An instrumented oven for the monitoring of thermal reactions during the baking of sponge cake

Journal of Food Engineering, 2010

An electric convective oven was conceived and equipped to allow monitoring thermal reactions during the baking of sponge cake. High total heat fluxes of between 6000 and 9000 W m À2 were recorded under baking temperatures of 140-200°C. The mapping of thermal conditions indicated satisfactory thermal homogeneity, with average temperature variations of 5°C and maximum relative variations of the convective heat transfer coefficient of 15% on the thermal domain investigated. Internal heat and mass transfers, the extent of thermal reactions within the sponge cake and repeatability of the baking operation were all characterized by experimental measurements. Some of the main operating variables were monitored in the cake (core and surface temperatures, moisture content, levels of chemical reactants and products) and others in the baking atmosphere (temperature, humidity and concentrations of volatile compounds). Specific non-disruptive sampling devices were designed to extract data from cakes and the oven atmosphere in order to follow the kinetics of thermal reactions during the baking operation.
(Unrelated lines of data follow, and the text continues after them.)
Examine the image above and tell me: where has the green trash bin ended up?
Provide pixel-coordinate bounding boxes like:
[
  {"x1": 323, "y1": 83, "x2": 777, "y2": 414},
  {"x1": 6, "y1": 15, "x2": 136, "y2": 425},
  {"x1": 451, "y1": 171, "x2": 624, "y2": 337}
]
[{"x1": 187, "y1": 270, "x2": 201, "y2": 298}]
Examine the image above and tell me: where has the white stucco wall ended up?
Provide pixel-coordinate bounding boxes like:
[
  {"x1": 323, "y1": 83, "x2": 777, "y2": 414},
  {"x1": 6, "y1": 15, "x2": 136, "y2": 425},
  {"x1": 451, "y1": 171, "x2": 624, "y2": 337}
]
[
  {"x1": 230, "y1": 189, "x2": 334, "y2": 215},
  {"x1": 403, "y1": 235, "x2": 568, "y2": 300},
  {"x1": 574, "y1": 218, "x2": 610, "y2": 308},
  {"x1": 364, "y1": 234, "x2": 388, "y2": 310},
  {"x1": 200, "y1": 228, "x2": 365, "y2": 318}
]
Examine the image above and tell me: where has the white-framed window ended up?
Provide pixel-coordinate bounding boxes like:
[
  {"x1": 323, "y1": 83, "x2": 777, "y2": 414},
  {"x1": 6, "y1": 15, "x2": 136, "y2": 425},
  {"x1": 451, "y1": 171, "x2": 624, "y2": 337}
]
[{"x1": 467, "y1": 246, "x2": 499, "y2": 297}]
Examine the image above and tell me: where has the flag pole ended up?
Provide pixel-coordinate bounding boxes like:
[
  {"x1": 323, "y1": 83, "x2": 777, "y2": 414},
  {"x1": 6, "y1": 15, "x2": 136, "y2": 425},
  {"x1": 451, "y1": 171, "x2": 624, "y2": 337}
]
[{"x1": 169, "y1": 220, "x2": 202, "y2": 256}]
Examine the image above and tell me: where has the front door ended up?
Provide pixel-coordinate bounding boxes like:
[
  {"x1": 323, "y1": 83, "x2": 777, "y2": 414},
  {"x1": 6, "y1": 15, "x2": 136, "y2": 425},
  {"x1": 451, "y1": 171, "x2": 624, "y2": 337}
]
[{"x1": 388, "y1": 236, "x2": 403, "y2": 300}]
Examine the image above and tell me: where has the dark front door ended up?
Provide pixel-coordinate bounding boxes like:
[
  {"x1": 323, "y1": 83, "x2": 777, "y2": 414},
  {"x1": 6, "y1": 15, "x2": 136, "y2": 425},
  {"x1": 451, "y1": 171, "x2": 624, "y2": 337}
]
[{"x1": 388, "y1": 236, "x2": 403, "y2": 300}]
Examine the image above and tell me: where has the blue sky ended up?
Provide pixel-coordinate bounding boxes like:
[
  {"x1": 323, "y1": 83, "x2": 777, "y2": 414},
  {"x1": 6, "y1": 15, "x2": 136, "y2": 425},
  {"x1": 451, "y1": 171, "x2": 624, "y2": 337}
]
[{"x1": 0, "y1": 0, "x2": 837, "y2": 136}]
Three phases could be identified during baking, corresponding to the relative importance of conductive and evaporative internal heat transfer regimes and to macroscopic changes in the cake structure with formation of a crust. The progress of thermal reactions was monitored with satisfactory precision in both the cake and the baking vapors: relative standard deviations of 2% and 8.7% were obtained respectively for the water content and hydroxymethylfurfural (HMF) content of three replicates during a baking operation.